When Nielsen reported that President Barack Obama’s 2013 State of the Union address had the smallest TV audience for the annual speech since 1990, it was the Nielsen report and its lack of credibility which became the news story. Google and Facebook analytics are now providing advertisers with far more accurate and detailed feedback on campaign reach and performance than can be gleaned from the audience figures generated by the Nielsen sampling method.

But Nielsen is fighting back with tie-ins with twitter to get a measure of social network activity surrounding a programme and the purchase of a company called SocialGuide which professes to analyse “the social impact of linear television”. We will see by the end of their current Irish contract in 2017 whether TAM Nielsen can rediscover the kind of market-relevance and credibility which will take them back from the brink of extinction.

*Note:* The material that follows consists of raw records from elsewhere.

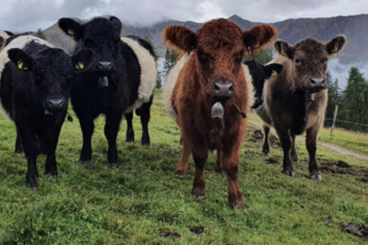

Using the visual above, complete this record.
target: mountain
[44,14,368,85]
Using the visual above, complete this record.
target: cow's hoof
[192,187,205,200]
[230,199,246,209]
[79,157,91,164]
[309,172,322,181]
[175,170,187,179]
[26,176,38,191]
[282,170,295,177]
[125,129,134,142]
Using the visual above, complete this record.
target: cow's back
[121,37,157,112]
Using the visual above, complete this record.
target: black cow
[0,36,94,189]
[243,60,282,109]
[58,16,157,164]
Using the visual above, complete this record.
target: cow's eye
[197,51,209,62]
[234,52,244,62]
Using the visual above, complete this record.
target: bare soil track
[248,119,368,161]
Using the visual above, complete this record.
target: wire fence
[325,118,368,127]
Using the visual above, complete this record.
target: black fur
[0,39,93,189]
[244,60,282,109]
[59,17,152,164]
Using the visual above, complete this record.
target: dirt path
[248,119,368,161]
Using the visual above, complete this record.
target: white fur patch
[0,35,53,117]
[242,64,256,107]
[163,53,189,121]
[121,37,157,112]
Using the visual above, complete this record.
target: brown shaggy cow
[163,19,277,208]
[256,36,346,180]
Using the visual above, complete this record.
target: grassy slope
[0,92,368,244]
[248,113,368,155]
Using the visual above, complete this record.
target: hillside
[0,91,368,245]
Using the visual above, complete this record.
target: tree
[339,67,368,132]
[243,49,273,65]
[163,49,180,77]
[325,71,341,126]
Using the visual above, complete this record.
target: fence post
[330,105,339,135]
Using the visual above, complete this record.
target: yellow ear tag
[18,60,28,70]
[332,44,339,53]
[75,62,84,70]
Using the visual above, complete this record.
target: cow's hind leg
[44,120,63,178]
[125,111,134,142]
[137,95,153,145]
[262,125,270,155]
[305,127,322,181]
[19,125,39,190]
[14,128,24,153]
[105,111,122,165]
[291,133,299,163]
[175,137,191,179]
[192,146,208,199]
[223,142,245,209]
[79,117,95,162]
[275,128,295,177]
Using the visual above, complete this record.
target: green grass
[0,91,368,245]
[248,113,368,155]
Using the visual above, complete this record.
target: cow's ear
[243,24,277,52]
[109,16,123,36]
[0,37,5,50]
[72,48,95,71]
[58,18,83,41]
[162,25,196,53]
[8,48,32,71]
[273,40,294,59]
[264,63,283,79]
[325,35,347,56]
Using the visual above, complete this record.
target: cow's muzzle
[45,96,67,115]
[213,83,234,100]
[307,77,327,94]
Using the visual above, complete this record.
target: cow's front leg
[192,145,208,199]
[125,111,134,142]
[45,122,62,178]
[305,126,322,181]
[18,125,39,190]
[79,117,95,162]
[105,112,122,165]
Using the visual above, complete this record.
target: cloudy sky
[0,0,368,32]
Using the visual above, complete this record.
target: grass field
[0,91,368,245]
[248,113,368,155]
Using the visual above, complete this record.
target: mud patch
[160,229,181,239]
[189,226,204,235]
[342,223,368,242]
[249,129,263,143]
[265,157,280,164]
[318,159,368,177]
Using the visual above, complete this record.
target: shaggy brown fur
[256,36,346,180]
[163,19,277,208]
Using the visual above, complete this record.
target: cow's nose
[213,83,234,98]
[310,78,326,88]
[47,98,65,110]
[98,61,112,71]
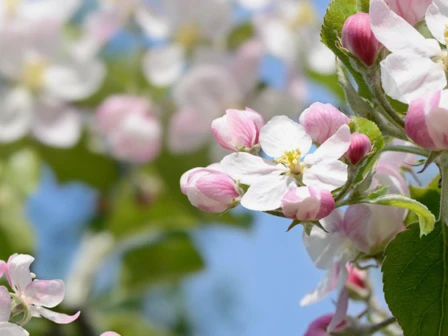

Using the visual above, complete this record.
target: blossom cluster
[0,254,119,336]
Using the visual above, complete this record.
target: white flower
[370,0,448,103]
[221,116,350,211]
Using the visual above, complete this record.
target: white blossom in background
[0,1,105,147]
[370,0,448,103]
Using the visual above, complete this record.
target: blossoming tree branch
[180,0,448,336]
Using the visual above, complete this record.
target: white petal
[425,0,448,44]
[32,103,81,148]
[260,116,312,158]
[381,53,447,103]
[8,254,34,292]
[241,175,295,211]
[304,125,351,165]
[44,60,106,101]
[0,88,34,142]
[143,44,185,87]
[24,280,65,308]
[35,307,81,324]
[303,160,347,191]
[0,322,30,336]
[0,286,11,322]
[300,263,340,306]
[370,0,440,57]
[221,152,287,184]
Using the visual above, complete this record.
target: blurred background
[0,0,384,336]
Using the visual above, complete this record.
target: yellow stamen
[277,149,302,174]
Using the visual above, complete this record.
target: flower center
[21,58,47,91]
[277,149,302,174]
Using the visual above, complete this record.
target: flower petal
[143,44,185,87]
[25,280,65,308]
[425,0,448,44]
[35,307,81,324]
[0,88,33,142]
[304,125,351,165]
[32,103,81,148]
[221,152,287,184]
[381,53,447,103]
[303,160,348,191]
[8,254,34,292]
[370,0,441,58]
[0,322,30,336]
[260,116,312,158]
[44,60,106,101]
[241,175,295,211]
[0,286,11,322]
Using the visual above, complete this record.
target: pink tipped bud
[180,165,240,213]
[304,314,349,336]
[96,96,162,163]
[405,90,448,151]
[299,103,350,144]
[212,109,264,152]
[345,264,371,300]
[347,133,372,165]
[387,0,432,25]
[282,187,334,221]
[342,13,380,66]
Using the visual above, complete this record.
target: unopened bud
[342,13,380,66]
[299,103,350,144]
[212,109,264,152]
[180,165,240,213]
[347,133,372,165]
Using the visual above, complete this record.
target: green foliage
[122,232,203,292]
[358,195,436,236]
[321,0,371,98]
[382,222,448,336]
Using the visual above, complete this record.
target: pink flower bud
[212,108,264,152]
[304,314,348,336]
[387,0,432,25]
[282,187,334,220]
[345,264,371,300]
[180,165,240,213]
[299,103,350,144]
[405,90,448,151]
[96,96,162,163]
[342,13,380,66]
[346,133,372,165]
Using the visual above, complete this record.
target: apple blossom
[282,187,334,221]
[370,0,448,103]
[97,95,162,163]
[387,0,432,25]
[6,254,80,324]
[180,164,240,213]
[212,108,264,151]
[299,103,350,144]
[221,116,350,211]
[0,286,29,336]
[342,13,380,66]
[347,133,372,165]
[405,90,448,151]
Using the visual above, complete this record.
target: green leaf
[382,222,448,336]
[358,195,436,236]
[227,22,255,50]
[122,232,204,292]
[321,0,371,98]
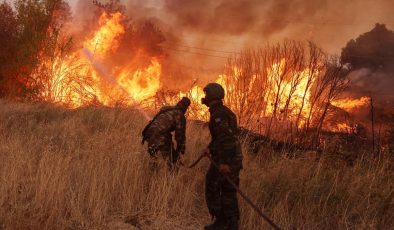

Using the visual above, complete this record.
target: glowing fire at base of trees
[10,5,374,140]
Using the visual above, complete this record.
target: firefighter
[142,97,190,168]
[201,83,242,230]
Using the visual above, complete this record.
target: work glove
[176,145,185,155]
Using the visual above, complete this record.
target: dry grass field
[0,101,394,230]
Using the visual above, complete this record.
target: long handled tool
[188,153,281,230]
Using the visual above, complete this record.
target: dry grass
[0,101,394,229]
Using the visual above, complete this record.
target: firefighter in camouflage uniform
[142,97,190,168]
[202,83,242,230]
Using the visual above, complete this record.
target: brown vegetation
[0,101,394,229]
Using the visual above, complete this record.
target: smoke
[71,0,394,90]
[341,24,394,101]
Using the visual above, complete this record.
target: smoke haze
[70,0,394,89]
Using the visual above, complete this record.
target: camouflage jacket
[143,106,186,151]
[209,101,242,167]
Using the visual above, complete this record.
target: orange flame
[40,12,161,108]
[332,97,369,111]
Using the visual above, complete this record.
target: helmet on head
[204,83,224,101]
[201,83,224,106]
[176,97,190,112]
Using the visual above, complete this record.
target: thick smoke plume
[70,0,394,90]
[341,24,394,100]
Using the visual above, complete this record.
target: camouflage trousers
[148,142,179,168]
[205,164,240,218]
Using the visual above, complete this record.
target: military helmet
[177,97,190,108]
[204,83,224,101]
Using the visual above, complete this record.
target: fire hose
[183,152,281,230]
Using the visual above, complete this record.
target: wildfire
[332,97,369,111]
[44,12,161,108]
[33,12,368,135]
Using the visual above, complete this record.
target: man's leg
[205,165,226,230]
[221,170,239,230]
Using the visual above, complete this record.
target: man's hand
[219,164,231,174]
[203,148,211,157]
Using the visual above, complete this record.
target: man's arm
[175,114,186,154]
[213,116,236,165]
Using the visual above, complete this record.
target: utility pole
[369,93,375,154]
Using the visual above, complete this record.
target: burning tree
[0,0,70,99]
[218,41,348,142]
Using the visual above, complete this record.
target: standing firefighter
[201,83,242,230]
[142,97,190,168]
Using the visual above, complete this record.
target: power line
[162,46,230,59]
[164,42,241,54]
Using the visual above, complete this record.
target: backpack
[141,107,180,145]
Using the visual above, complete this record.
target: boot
[225,216,239,230]
[204,217,227,230]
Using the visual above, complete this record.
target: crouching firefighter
[201,83,242,230]
[142,97,190,169]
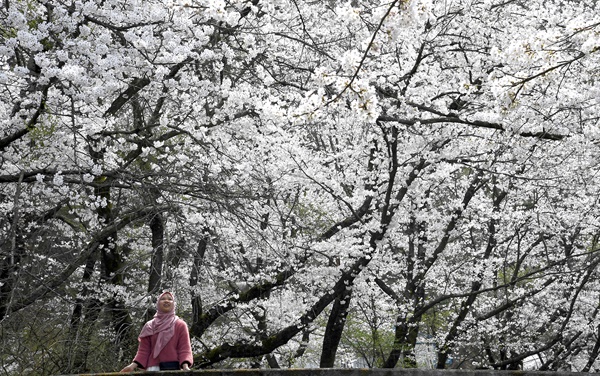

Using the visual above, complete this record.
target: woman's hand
[121,362,137,372]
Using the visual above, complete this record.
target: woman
[121,292,194,372]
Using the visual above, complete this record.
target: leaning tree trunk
[319,290,352,368]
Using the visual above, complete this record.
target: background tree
[0,0,600,374]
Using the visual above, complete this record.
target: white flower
[52,171,64,187]
[92,165,102,176]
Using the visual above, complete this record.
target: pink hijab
[138,291,178,358]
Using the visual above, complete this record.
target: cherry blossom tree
[0,0,600,374]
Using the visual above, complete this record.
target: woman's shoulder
[175,317,187,328]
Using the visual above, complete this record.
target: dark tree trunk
[319,290,352,368]
[195,233,209,336]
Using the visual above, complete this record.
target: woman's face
[158,294,175,313]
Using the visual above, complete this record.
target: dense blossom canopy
[0,0,600,374]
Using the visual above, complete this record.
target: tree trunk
[195,233,209,337]
[319,290,352,368]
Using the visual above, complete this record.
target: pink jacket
[133,319,194,368]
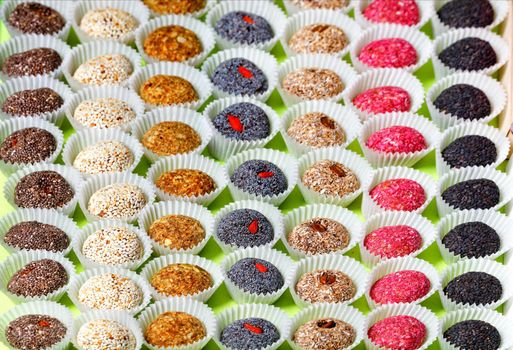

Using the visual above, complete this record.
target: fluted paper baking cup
[68,266,151,315]
[439,258,513,311]
[0,209,80,255]
[78,173,155,222]
[214,200,285,254]
[129,62,212,110]
[70,0,150,44]
[73,220,152,270]
[0,117,64,175]
[221,247,296,304]
[0,75,73,126]
[203,96,280,160]
[0,301,73,350]
[137,200,214,255]
[146,154,228,205]
[431,28,510,80]
[0,250,75,304]
[226,148,298,206]
[436,166,513,217]
[364,304,440,350]
[0,33,71,81]
[360,211,436,267]
[297,147,374,207]
[350,23,432,73]
[141,254,224,302]
[287,303,365,350]
[138,297,217,350]
[62,40,142,91]
[343,68,424,121]
[132,106,213,162]
[436,122,510,176]
[135,15,216,66]
[4,164,84,216]
[358,112,440,168]
[214,304,290,350]
[280,101,362,157]
[201,47,278,102]
[362,166,437,218]
[276,54,358,107]
[426,72,507,130]
[282,204,363,260]
[205,0,287,51]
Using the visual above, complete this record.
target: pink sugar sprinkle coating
[363,225,422,258]
[365,125,427,153]
[367,315,427,350]
[353,86,411,114]
[370,179,426,211]
[358,38,417,68]
[363,0,420,26]
[370,270,431,304]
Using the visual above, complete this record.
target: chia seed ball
[227,258,285,294]
[230,159,288,196]
[444,320,502,350]
[433,84,492,120]
[2,47,62,77]
[437,0,495,28]
[442,179,501,210]
[7,259,69,297]
[220,317,280,350]
[438,37,497,71]
[212,102,271,141]
[2,88,64,117]
[4,221,70,253]
[0,127,57,164]
[14,170,75,209]
[5,314,67,350]
[214,11,274,45]
[216,209,274,248]
[444,271,502,305]
[442,221,501,258]
[210,58,269,95]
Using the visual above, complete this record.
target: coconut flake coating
[77,319,137,350]
[367,315,427,350]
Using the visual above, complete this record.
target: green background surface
[0,0,504,350]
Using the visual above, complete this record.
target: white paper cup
[280,101,362,157]
[132,106,213,162]
[138,200,214,255]
[226,148,298,206]
[289,253,369,308]
[350,23,432,73]
[362,166,437,218]
[439,258,513,311]
[73,220,152,270]
[214,304,290,350]
[358,113,440,168]
[205,0,287,51]
[431,28,510,80]
[282,204,363,260]
[221,247,296,304]
[203,96,280,160]
[297,147,374,207]
[360,211,436,267]
[0,301,73,350]
[201,47,278,102]
[426,72,507,130]
[4,164,83,216]
[0,250,75,304]
[138,298,217,350]
[146,154,228,205]
[343,68,424,121]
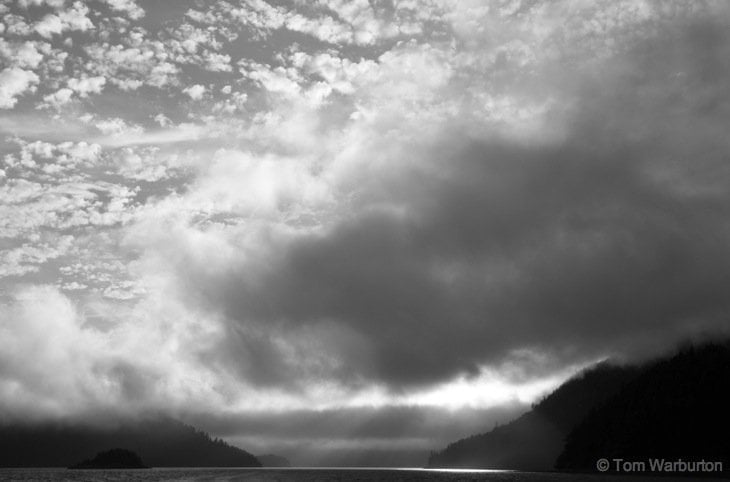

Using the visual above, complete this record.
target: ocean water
[0,468,727,482]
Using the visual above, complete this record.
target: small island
[69,449,149,469]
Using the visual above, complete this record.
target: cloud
[155,10,730,389]
[183,84,205,100]
[0,67,39,109]
[33,2,94,38]
[0,0,730,460]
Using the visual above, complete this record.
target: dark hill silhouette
[69,449,149,469]
[556,342,730,473]
[256,454,291,467]
[428,363,638,471]
[0,417,261,467]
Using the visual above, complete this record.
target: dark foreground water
[0,468,727,482]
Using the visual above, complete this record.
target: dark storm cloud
[189,404,525,466]
[183,17,730,387]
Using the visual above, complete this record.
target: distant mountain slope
[256,454,291,467]
[428,363,637,471]
[0,418,261,467]
[556,342,730,471]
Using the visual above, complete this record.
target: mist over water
[0,468,722,482]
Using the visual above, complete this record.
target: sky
[0,0,730,464]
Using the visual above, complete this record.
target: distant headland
[69,449,149,469]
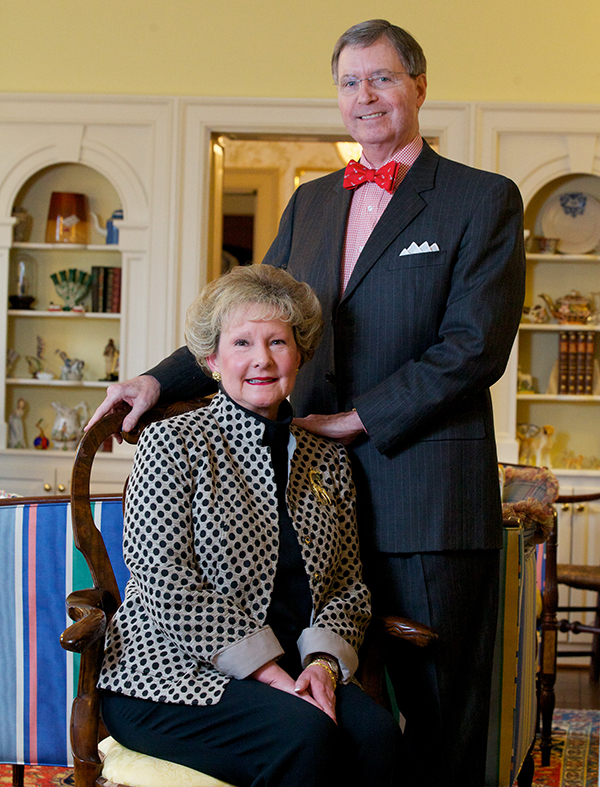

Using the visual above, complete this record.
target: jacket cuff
[298,626,358,683]
[212,626,283,680]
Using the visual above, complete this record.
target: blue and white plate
[541,191,600,254]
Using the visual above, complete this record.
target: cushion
[98,738,233,787]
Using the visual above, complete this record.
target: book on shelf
[558,329,596,394]
[91,265,121,314]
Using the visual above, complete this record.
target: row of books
[91,265,121,314]
[558,330,596,394]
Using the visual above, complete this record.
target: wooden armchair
[61,401,436,787]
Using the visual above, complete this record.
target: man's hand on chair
[84,374,160,443]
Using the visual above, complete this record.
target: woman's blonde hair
[185,265,323,374]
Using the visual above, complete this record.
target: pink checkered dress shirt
[341,134,423,295]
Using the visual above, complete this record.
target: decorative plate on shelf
[541,191,600,254]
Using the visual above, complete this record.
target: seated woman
[99,265,401,787]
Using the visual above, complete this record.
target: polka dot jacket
[98,394,370,705]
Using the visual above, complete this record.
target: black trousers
[102,680,408,787]
[367,550,499,787]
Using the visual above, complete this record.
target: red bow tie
[344,159,398,194]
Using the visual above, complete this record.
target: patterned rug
[0,710,600,787]
[533,710,600,787]
[0,765,75,787]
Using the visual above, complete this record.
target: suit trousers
[366,550,499,787]
[102,680,408,787]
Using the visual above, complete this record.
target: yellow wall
[0,0,600,103]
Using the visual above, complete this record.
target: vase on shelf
[8,251,37,309]
[46,191,89,244]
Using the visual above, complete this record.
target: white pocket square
[399,240,440,257]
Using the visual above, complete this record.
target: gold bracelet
[308,659,337,691]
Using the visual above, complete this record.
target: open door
[207,135,225,281]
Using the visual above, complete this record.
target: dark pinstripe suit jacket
[151,144,525,552]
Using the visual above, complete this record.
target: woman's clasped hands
[250,661,337,723]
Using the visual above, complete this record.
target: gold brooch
[308,470,333,505]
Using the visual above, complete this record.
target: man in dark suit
[88,20,525,787]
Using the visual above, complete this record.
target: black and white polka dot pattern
[99,394,370,705]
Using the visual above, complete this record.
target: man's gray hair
[331,19,427,82]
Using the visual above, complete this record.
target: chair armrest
[372,615,438,648]
[60,588,115,653]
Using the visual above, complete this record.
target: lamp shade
[46,191,89,244]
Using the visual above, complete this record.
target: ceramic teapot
[50,402,88,451]
[90,208,123,243]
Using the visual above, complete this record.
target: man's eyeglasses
[336,71,409,96]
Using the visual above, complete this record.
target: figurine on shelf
[8,398,27,448]
[535,424,555,468]
[25,336,54,380]
[6,347,21,377]
[50,402,88,451]
[12,206,33,243]
[56,350,85,381]
[8,252,37,309]
[523,303,550,325]
[517,366,536,393]
[517,424,541,465]
[33,418,50,451]
[540,290,591,325]
[103,339,119,383]
[50,268,92,311]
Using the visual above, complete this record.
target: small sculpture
[56,350,85,380]
[540,290,591,325]
[6,347,21,377]
[103,339,119,382]
[33,418,50,451]
[12,206,33,243]
[50,402,88,451]
[8,399,27,448]
[517,423,554,467]
[517,366,535,393]
[25,336,49,379]
[50,268,92,311]
[535,424,555,468]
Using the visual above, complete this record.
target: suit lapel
[322,170,352,293]
[342,141,439,301]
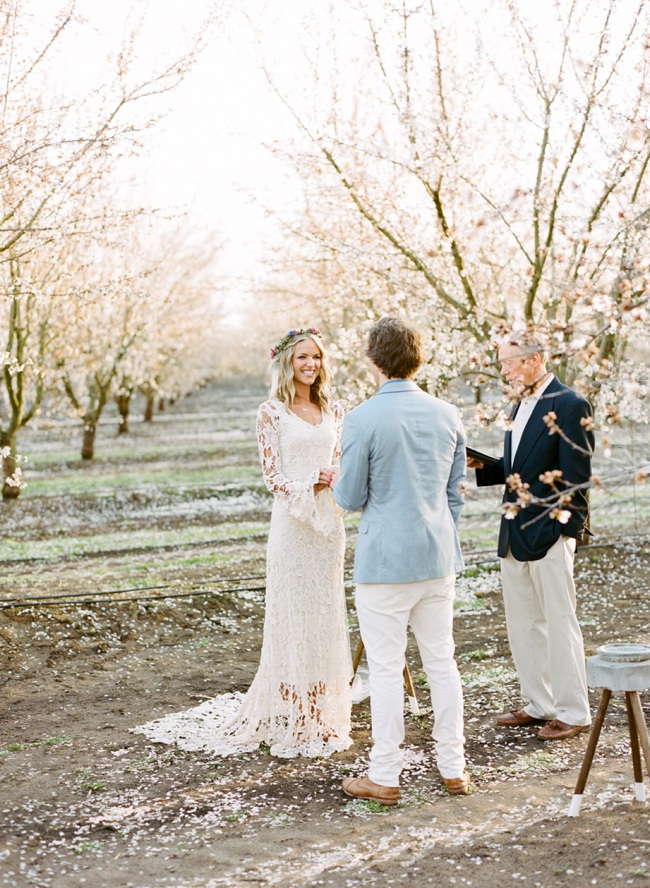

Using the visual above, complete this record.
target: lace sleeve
[331,401,344,464]
[257,401,320,525]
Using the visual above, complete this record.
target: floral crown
[271,327,321,360]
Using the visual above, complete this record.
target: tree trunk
[144,395,155,422]
[81,423,97,459]
[115,392,131,435]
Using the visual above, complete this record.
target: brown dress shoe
[497,709,545,728]
[341,777,399,805]
[442,771,469,795]
[537,718,589,740]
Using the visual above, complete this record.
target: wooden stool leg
[352,639,363,680]
[625,691,645,802]
[404,663,420,715]
[626,691,650,796]
[567,688,612,817]
[350,638,420,715]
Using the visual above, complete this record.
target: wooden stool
[352,639,420,715]
[567,656,650,817]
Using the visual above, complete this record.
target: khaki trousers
[501,537,591,725]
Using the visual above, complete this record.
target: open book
[466,447,499,466]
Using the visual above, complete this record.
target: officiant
[467,330,594,740]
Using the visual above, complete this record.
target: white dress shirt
[511,373,555,462]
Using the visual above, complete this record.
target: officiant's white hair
[270,333,332,411]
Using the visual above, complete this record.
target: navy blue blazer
[476,377,594,561]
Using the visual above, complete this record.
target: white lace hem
[131,693,352,758]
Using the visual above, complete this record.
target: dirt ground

There is one issue about which Nielsen is absolutely correct – our love of TV is as strong as it ever has been. In Ireland we are watching almost four hours of it a day. But every aspect of how we are watching it is changing.

As we watch TV over half of us are now also using a laptop, smart phone or other connected device to engage with each other and even with the programme makers. A full 40 percent of Twitter’s traffic during peak usage is about television. The 19-49 demographic ratings for a show more than doubles when viewership during the week following the show’s scheduled broadcast are included. We are increasingly choosing not just what to watch but where and when to watch it with little regard to to broadcast schedules.

It’s also where we get our TV. Cable TV and the internet are already travelling over the same pipes. The increasingly blurred distinction between the delivery systems is going to give rise to more so-called cord- cutters who abandon their subscriptions to cable or satellite to access TV directly and exclusively over the internet.

With the advent of fully-functioning online delivery of TV the regulatory walls built by national broadcasting legislators are no longer an effective bar to new entrants into the TV business. Similarly, national broadcast regulatory authorities such as our own Comreg are going to become increasingly irrelevant sideshows.

With BBC television centre about to become a hotel and apartment complex and our own Montrose increasingly taking on the appearance of a semi-abandoned car-park it can safely be said that all the comfortable old certainties of the television industry are well and truly gone. But change will come slowly.

The half a million people who watch the Late Late Show live on the TV in the corner of their living room at half nine every Friday night are not going anywhere in a hurry but they are indisputably a dying breed.